While Mr Gates believes Trump has “made racist statements”, reciting some of the former president’s fruitier comments, Mr Thames argues he represents the “lesser of two evils”.
“I would rather stare a racist right in his face,” he said, prioritising Trump’s policies over his character. Ms Harris he dismisses as “all talk”.
One thing both Mr Gates and Mr Thames can agree on is that more of their community intends to vote for Trump than is willing to publicly declare.
The pastor who now holds Dr King’s pulpit at Ebenezer Baptist Church does not buy the hype.
“I don’t believe there are waves of black men supporting Trump,” Rev Raphael Warnock, Georgia’s first black senator, said as he stumped for Ms Harris. “We’re not confused about who Donald Trump is.”

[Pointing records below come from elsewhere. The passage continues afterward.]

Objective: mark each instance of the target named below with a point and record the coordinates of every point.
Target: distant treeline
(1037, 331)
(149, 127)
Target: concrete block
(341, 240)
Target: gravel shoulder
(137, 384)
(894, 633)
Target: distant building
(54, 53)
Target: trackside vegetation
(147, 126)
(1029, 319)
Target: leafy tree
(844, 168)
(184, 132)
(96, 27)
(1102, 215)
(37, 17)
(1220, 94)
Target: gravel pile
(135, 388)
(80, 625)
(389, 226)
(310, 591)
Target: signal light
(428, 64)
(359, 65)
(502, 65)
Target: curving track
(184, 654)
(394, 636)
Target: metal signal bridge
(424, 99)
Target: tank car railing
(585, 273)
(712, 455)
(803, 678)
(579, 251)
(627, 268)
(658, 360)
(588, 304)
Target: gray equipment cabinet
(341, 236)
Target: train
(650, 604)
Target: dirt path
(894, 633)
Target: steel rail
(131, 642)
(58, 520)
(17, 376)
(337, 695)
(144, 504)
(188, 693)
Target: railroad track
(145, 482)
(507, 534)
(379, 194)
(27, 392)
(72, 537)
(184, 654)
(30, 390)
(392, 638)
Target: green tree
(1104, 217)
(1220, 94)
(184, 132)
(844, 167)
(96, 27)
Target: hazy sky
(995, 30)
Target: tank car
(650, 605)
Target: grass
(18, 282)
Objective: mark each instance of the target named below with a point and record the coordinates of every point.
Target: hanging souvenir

Record-setting turnout in Georgia for early voting – typically favoured by Democrats – offers Ms Harris a reason for optimism.
A short drive from Mr Thames’s place, another barbershop has signs in its windows encouraging customers to cast ballots early.
During a visit on a busy weekday lunchtime, just one of the dozens of young men inside Upper Cuts salon on MLK Jr Drive says he is considering backing Trump.
Kevin, a 36-year-old airport worker, is impressed by the Republican’s wealth, and believes he can help the middle class.
But he is swiftly interrupted by 29-year-old barber Christopher Lee, who jokingly warns his customer he is “on thin ice”.
“You like Trump? The dude makes politics into a reality show,” he tells him.
Mr Lee goes on to predict what Trump’s return to the White House would entail: “A national abortion ban, bro. Police immunity. Stop-and-frisk.”
Kevin, now cowed, concedes he doesn’t “agree with any of that”.
After 40 minutes of debate, he seems none the wiser as to how to cast his vote.